Computer simulation is widely used in modern molecular biology but is a particularly useful tool in the study of ion channels where detailed structural information is unavailable. In tackling the structure problem, it provides perhaps the best way of distinguishing between and refining possible strutures suggested by the indirect evidence. Moreover, computer simulation can easily give just that information on the details of the interactions involved in gating or ion passage that is experimentally inaccessible. There are, of course, difficulties in applying the methods. For example, the potentials used to model the interactions between the various atoms can be made to reproduce their real behaviour only approximately, and, (more significantly), the time scales accessible to the simulation are at most a few nanoseconds while processes such as the passage of an ion take about three orders of magnitude longer.

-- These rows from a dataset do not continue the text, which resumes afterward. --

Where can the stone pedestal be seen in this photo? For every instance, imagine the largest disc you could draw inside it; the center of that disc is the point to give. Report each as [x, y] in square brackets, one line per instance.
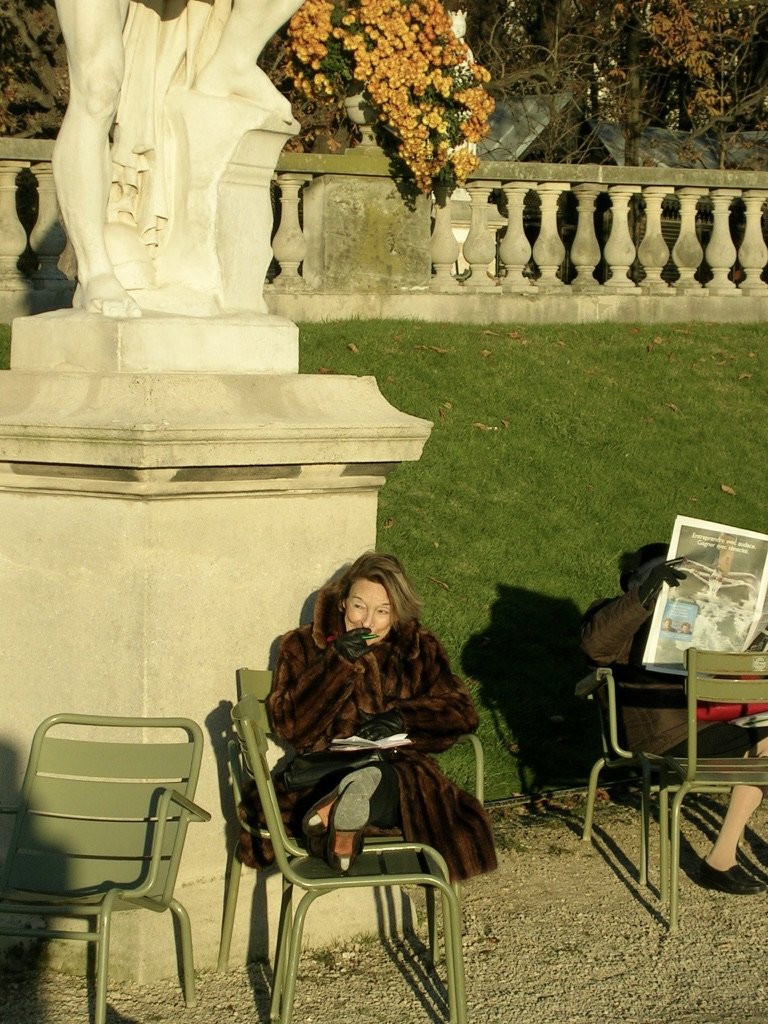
[161, 529]
[74, 340]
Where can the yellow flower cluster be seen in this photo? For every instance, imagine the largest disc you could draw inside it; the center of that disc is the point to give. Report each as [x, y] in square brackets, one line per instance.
[430, 97]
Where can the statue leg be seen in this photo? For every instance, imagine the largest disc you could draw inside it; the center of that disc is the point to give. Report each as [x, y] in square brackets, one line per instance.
[82, 165]
[232, 70]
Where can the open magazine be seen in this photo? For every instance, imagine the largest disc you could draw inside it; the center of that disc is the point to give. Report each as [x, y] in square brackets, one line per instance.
[358, 743]
[721, 604]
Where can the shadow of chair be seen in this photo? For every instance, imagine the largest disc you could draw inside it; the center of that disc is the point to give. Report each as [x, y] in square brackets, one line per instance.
[381, 864]
[100, 827]
[600, 687]
[711, 676]
[257, 682]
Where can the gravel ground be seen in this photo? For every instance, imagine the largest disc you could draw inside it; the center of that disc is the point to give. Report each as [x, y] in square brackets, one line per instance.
[560, 933]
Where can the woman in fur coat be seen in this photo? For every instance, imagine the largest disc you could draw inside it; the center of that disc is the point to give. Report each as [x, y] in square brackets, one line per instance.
[365, 667]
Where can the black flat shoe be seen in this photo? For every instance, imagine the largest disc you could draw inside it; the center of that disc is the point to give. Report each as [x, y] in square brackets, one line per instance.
[734, 881]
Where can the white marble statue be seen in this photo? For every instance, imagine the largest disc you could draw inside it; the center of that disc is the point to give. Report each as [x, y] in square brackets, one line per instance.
[459, 25]
[121, 161]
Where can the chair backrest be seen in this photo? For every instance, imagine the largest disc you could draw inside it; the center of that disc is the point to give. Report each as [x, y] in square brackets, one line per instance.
[93, 803]
[724, 677]
[251, 726]
[256, 681]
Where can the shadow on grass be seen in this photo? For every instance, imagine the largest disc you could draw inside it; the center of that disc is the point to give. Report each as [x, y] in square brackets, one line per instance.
[525, 664]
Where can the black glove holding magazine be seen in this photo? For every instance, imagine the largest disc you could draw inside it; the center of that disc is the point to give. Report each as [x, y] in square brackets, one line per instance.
[385, 723]
[650, 588]
[352, 643]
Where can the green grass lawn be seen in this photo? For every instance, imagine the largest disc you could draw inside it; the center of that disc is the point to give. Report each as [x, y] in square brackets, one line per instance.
[554, 450]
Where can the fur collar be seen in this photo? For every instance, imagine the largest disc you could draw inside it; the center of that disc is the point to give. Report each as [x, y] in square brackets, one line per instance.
[328, 621]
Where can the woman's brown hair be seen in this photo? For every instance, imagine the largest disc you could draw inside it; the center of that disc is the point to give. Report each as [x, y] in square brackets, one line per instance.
[384, 569]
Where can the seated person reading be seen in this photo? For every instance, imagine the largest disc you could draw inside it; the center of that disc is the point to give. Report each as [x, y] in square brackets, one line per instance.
[652, 706]
[366, 667]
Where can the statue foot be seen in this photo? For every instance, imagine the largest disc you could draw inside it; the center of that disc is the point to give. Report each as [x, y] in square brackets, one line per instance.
[103, 294]
[249, 83]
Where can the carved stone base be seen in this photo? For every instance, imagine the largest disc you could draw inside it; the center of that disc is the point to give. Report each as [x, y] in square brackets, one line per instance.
[74, 340]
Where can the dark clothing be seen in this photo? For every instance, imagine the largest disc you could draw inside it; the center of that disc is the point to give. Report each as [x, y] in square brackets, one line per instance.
[317, 694]
[652, 705]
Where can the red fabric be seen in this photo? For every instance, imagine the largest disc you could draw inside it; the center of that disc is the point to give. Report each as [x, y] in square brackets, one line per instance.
[713, 712]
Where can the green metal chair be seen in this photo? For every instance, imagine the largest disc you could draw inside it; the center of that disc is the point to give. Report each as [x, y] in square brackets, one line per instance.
[100, 827]
[257, 682]
[713, 676]
[380, 864]
[614, 756]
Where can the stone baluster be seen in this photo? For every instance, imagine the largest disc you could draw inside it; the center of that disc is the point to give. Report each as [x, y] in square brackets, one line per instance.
[687, 252]
[479, 246]
[514, 250]
[549, 250]
[721, 252]
[289, 244]
[620, 249]
[653, 251]
[443, 245]
[47, 238]
[12, 235]
[753, 253]
[585, 250]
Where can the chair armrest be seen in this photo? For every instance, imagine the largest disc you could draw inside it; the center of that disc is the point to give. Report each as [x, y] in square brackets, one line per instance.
[195, 809]
[474, 741]
[590, 684]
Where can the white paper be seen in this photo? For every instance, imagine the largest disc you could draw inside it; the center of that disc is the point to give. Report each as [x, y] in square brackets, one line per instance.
[357, 742]
[720, 604]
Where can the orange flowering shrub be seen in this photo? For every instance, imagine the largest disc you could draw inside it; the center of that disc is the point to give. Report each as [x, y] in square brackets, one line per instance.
[429, 96]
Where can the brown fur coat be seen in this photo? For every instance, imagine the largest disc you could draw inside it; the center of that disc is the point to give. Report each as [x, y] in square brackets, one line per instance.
[317, 694]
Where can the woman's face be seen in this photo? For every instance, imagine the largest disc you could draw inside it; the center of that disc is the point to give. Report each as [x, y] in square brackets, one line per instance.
[368, 605]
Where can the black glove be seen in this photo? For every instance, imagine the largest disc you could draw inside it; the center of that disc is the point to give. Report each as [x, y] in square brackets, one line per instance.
[350, 644]
[385, 723]
[649, 589]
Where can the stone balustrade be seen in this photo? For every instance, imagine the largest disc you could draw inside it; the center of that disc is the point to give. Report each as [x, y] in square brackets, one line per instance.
[526, 242]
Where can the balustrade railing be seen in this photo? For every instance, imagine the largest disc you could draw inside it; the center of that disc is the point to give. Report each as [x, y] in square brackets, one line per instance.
[516, 229]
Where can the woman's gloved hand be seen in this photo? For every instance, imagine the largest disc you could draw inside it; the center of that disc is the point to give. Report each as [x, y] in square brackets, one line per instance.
[385, 723]
[650, 587]
[351, 644]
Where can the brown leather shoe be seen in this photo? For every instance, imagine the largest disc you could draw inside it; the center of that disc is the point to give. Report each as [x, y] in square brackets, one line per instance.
[734, 881]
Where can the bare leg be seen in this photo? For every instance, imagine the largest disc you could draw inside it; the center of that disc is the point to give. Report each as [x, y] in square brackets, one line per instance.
[232, 70]
[82, 167]
[744, 801]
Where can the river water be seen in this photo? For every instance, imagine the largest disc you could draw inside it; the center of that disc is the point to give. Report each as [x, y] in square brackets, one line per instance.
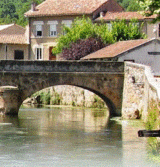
[70, 137]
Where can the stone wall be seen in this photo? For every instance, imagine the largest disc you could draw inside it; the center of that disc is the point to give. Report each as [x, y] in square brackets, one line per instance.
[72, 95]
[140, 87]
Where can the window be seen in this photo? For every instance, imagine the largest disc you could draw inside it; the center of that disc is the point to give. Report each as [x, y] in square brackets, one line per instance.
[39, 54]
[38, 27]
[53, 28]
[18, 54]
[51, 55]
[67, 23]
[38, 30]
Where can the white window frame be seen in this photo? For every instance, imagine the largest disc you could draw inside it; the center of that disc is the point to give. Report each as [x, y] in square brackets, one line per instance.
[53, 28]
[39, 56]
[39, 27]
[67, 23]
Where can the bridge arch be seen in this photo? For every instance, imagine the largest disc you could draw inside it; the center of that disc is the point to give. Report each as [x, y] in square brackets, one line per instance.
[94, 84]
[102, 78]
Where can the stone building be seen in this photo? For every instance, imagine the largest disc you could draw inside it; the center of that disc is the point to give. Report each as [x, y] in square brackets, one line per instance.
[46, 21]
[13, 42]
[142, 51]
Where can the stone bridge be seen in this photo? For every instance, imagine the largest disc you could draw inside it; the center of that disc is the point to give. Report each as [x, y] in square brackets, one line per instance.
[21, 79]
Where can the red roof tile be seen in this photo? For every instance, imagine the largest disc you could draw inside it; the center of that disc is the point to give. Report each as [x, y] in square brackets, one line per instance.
[13, 34]
[111, 16]
[116, 49]
[65, 7]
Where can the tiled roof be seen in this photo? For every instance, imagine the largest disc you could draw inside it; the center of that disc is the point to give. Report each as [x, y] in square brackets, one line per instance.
[13, 34]
[65, 7]
[110, 16]
[116, 49]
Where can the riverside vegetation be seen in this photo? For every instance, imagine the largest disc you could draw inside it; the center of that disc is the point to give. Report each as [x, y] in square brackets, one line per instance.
[153, 123]
[51, 97]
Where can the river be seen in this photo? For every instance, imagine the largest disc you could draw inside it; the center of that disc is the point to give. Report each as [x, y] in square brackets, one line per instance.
[70, 137]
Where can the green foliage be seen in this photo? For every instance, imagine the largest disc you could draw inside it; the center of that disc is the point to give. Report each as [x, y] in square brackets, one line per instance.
[130, 5]
[56, 100]
[123, 31]
[152, 120]
[151, 7]
[85, 29]
[98, 103]
[80, 29]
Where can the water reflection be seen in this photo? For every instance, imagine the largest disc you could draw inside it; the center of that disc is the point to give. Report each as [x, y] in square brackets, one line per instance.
[69, 137]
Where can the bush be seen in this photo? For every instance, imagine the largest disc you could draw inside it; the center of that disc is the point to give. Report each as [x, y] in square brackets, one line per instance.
[84, 37]
[82, 48]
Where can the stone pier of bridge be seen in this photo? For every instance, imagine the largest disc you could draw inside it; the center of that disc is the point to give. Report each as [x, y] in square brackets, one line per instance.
[21, 79]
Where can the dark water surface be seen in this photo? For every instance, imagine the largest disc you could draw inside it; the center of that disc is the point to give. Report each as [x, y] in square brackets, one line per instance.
[67, 137]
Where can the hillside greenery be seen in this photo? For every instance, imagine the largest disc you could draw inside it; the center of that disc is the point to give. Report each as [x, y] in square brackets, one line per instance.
[13, 10]
[74, 44]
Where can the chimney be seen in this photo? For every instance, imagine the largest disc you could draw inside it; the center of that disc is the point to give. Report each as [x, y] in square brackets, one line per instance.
[33, 6]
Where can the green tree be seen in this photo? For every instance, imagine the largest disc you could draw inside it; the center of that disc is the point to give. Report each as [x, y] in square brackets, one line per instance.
[76, 37]
[151, 7]
[130, 5]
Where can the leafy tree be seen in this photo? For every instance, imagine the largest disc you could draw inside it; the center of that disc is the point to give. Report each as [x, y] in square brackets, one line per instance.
[84, 37]
[123, 31]
[151, 7]
[81, 48]
[130, 5]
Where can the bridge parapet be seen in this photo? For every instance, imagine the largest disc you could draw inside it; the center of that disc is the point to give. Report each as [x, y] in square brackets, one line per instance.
[61, 66]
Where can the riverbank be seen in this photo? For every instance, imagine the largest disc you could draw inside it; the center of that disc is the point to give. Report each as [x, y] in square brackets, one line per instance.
[66, 95]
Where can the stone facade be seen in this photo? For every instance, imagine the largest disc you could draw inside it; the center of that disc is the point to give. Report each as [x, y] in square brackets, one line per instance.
[102, 78]
[140, 87]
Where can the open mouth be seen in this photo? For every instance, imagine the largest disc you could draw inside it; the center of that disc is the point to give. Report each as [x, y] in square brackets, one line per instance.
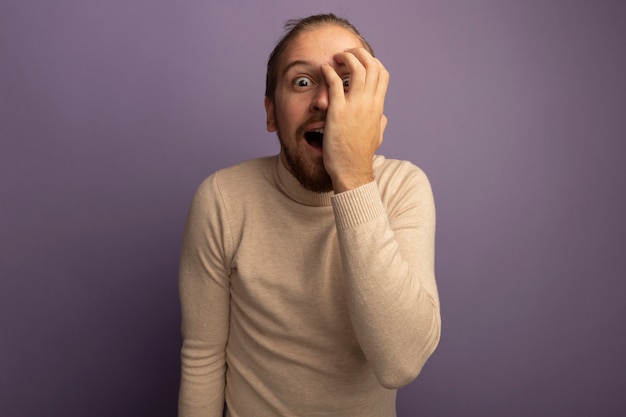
[315, 138]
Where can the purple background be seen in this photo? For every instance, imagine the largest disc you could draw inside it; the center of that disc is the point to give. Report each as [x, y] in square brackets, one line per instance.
[112, 112]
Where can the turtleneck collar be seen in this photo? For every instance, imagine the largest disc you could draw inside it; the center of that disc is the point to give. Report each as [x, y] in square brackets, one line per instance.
[290, 186]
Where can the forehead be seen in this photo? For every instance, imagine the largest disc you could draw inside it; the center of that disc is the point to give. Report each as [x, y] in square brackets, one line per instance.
[319, 45]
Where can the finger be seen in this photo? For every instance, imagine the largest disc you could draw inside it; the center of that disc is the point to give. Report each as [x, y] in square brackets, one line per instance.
[358, 71]
[335, 84]
[383, 126]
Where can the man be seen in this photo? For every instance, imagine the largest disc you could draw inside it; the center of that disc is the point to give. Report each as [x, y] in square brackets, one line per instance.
[307, 279]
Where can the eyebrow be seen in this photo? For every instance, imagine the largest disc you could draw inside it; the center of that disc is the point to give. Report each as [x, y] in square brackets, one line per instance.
[294, 64]
[301, 62]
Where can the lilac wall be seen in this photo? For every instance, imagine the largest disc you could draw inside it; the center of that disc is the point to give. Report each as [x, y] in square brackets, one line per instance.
[111, 112]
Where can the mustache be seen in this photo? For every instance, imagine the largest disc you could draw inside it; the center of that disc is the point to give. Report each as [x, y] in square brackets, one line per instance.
[320, 117]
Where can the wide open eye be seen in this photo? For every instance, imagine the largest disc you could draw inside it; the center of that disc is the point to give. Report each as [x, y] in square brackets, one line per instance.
[302, 82]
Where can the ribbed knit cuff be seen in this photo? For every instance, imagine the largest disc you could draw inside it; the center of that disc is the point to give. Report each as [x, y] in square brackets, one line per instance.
[357, 206]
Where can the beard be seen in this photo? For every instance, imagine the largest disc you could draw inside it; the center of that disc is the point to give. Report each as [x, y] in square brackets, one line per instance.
[311, 174]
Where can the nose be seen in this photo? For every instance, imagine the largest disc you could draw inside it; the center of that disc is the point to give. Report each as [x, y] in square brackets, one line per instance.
[320, 101]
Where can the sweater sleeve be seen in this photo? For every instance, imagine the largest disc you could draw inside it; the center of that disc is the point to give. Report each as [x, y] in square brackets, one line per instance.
[387, 254]
[204, 295]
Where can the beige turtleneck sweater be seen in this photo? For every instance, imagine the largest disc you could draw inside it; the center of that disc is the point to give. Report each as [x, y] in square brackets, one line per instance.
[297, 303]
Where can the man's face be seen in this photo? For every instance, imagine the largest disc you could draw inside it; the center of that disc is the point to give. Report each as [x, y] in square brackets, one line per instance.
[298, 111]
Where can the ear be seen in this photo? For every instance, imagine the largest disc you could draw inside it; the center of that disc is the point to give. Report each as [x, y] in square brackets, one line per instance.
[269, 110]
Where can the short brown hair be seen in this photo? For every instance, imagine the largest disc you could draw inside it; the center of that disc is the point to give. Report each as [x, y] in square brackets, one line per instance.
[293, 28]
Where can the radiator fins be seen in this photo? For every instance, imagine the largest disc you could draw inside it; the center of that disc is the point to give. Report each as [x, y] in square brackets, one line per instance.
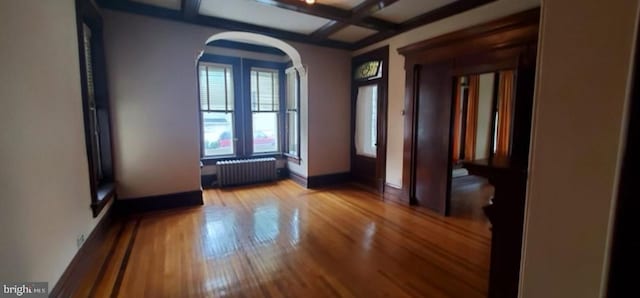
[246, 171]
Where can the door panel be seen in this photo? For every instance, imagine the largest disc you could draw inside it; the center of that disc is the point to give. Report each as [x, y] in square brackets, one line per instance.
[366, 134]
[432, 154]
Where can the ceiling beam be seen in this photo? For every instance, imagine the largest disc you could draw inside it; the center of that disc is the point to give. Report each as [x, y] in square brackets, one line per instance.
[176, 15]
[332, 13]
[424, 19]
[358, 13]
[190, 8]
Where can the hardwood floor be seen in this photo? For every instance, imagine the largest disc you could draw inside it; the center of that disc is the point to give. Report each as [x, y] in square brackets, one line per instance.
[282, 240]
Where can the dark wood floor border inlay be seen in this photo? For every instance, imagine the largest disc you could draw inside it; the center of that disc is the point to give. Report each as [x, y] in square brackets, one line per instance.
[86, 257]
[125, 261]
[108, 260]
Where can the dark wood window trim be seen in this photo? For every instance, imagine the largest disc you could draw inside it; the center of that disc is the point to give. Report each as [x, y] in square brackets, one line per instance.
[100, 160]
[295, 158]
[242, 110]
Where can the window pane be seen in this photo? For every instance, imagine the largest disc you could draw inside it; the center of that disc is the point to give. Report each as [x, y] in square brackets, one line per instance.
[292, 133]
[204, 100]
[218, 136]
[366, 120]
[264, 90]
[265, 132]
[292, 90]
[216, 87]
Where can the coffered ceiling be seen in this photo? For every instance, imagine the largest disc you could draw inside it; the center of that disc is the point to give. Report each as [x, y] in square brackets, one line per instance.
[346, 24]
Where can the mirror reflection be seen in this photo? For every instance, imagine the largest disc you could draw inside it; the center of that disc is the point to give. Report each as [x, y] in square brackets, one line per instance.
[483, 112]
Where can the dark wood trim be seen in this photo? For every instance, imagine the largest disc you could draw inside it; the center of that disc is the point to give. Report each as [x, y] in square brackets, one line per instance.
[432, 65]
[490, 43]
[625, 242]
[86, 13]
[394, 194]
[383, 85]
[246, 47]
[104, 195]
[190, 8]
[297, 178]
[332, 13]
[174, 15]
[521, 20]
[361, 11]
[424, 19]
[328, 180]
[87, 258]
[159, 202]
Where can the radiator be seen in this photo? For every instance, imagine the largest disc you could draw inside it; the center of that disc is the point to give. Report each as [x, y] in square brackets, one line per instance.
[246, 171]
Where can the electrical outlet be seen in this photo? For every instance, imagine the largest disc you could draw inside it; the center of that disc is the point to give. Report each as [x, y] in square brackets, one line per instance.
[80, 241]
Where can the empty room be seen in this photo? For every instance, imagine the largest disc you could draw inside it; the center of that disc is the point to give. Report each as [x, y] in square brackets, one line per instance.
[318, 148]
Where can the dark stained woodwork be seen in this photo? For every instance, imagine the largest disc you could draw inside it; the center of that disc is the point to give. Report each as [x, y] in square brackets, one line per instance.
[368, 171]
[430, 179]
[281, 240]
[625, 242]
[333, 13]
[508, 43]
[170, 14]
[361, 15]
[424, 19]
[190, 8]
[361, 11]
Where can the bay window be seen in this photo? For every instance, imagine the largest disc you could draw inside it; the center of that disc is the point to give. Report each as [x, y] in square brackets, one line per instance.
[244, 109]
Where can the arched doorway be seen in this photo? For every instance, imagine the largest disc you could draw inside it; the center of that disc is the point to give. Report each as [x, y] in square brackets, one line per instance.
[248, 72]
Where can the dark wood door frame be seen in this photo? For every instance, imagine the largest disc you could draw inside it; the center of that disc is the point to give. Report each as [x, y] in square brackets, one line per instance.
[506, 44]
[381, 54]
[625, 242]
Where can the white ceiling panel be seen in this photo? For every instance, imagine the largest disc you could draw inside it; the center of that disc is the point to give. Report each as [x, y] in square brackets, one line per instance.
[171, 4]
[406, 9]
[252, 12]
[352, 34]
[344, 4]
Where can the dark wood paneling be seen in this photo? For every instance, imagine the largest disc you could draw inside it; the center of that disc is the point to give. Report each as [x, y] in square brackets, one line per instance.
[432, 65]
[159, 202]
[88, 260]
[626, 243]
[433, 119]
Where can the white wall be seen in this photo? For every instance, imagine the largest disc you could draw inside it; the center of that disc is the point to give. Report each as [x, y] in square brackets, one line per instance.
[582, 87]
[395, 128]
[153, 87]
[44, 181]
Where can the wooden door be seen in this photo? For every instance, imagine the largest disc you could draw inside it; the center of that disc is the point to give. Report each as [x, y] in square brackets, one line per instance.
[433, 85]
[369, 118]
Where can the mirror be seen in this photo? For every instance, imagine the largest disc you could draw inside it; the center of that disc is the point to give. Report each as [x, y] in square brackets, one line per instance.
[482, 116]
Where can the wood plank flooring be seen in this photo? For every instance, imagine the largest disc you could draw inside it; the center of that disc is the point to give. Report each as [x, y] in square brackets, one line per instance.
[281, 240]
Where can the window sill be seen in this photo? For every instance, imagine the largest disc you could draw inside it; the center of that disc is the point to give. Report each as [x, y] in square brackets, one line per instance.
[104, 194]
[293, 158]
[211, 161]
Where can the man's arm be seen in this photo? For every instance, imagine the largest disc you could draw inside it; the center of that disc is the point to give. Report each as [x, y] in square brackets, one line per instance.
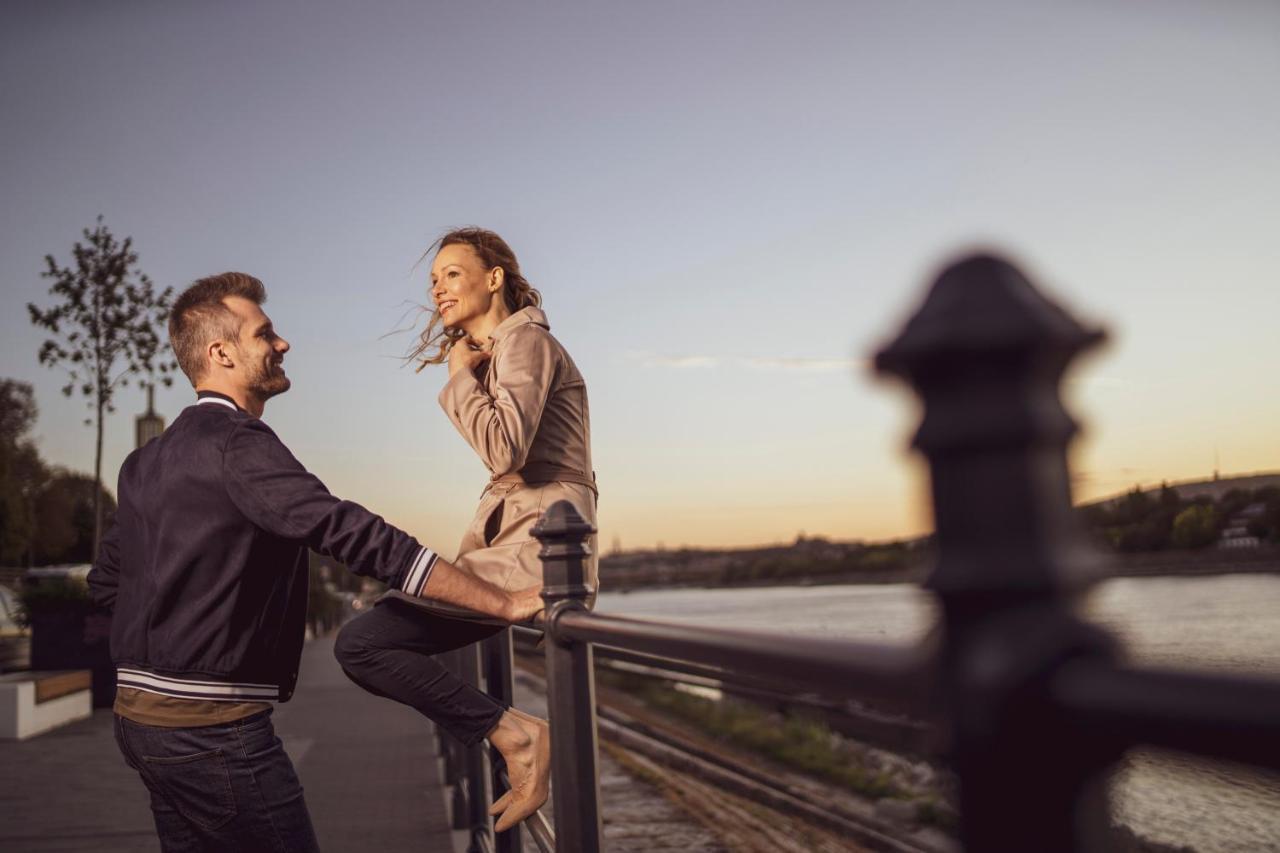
[451, 584]
[277, 493]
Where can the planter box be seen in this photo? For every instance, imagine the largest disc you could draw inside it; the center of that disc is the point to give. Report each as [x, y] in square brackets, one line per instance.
[71, 638]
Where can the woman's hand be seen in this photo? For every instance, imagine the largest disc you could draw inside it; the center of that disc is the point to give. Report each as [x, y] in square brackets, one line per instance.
[467, 355]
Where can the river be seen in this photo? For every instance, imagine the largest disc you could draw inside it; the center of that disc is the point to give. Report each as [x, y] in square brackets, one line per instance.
[1223, 624]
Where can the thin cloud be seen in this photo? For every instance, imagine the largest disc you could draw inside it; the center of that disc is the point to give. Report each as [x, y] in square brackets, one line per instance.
[755, 363]
[816, 365]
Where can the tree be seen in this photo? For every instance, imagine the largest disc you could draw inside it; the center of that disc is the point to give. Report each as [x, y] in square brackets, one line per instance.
[106, 328]
[21, 471]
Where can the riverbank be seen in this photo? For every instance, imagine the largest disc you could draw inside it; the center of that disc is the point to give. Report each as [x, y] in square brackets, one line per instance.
[831, 564]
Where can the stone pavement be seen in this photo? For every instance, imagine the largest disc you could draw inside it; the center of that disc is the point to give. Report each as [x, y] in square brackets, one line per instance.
[368, 766]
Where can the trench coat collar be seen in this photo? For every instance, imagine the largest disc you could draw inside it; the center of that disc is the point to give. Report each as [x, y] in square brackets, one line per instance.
[524, 316]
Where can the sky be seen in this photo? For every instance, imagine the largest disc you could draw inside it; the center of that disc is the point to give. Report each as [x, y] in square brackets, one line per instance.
[728, 208]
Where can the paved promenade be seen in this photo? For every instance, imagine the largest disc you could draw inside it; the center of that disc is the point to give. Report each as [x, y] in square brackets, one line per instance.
[368, 766]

Moving from the general to the particular, let us concentrate again on the nicotinic acetylcholine receptor. The structural data available for this channel, from Nigel Unwin's electron diffraction studies on nAChRs from the electric organ of the Torpedo electric ray, is the best for any ligand-gated channel. Previous work in this group, guided by this data, provided a plausible atomic-scale model for the part of the molecule that lines the channel in both its open and closed configurations. However, this model was obtained without consideration of the water molecules that fill the lumen of the channel. The first part of my work (reported here) has thus been to examine and improve our proposed structures by explicit incorporation of water molecules into the channel.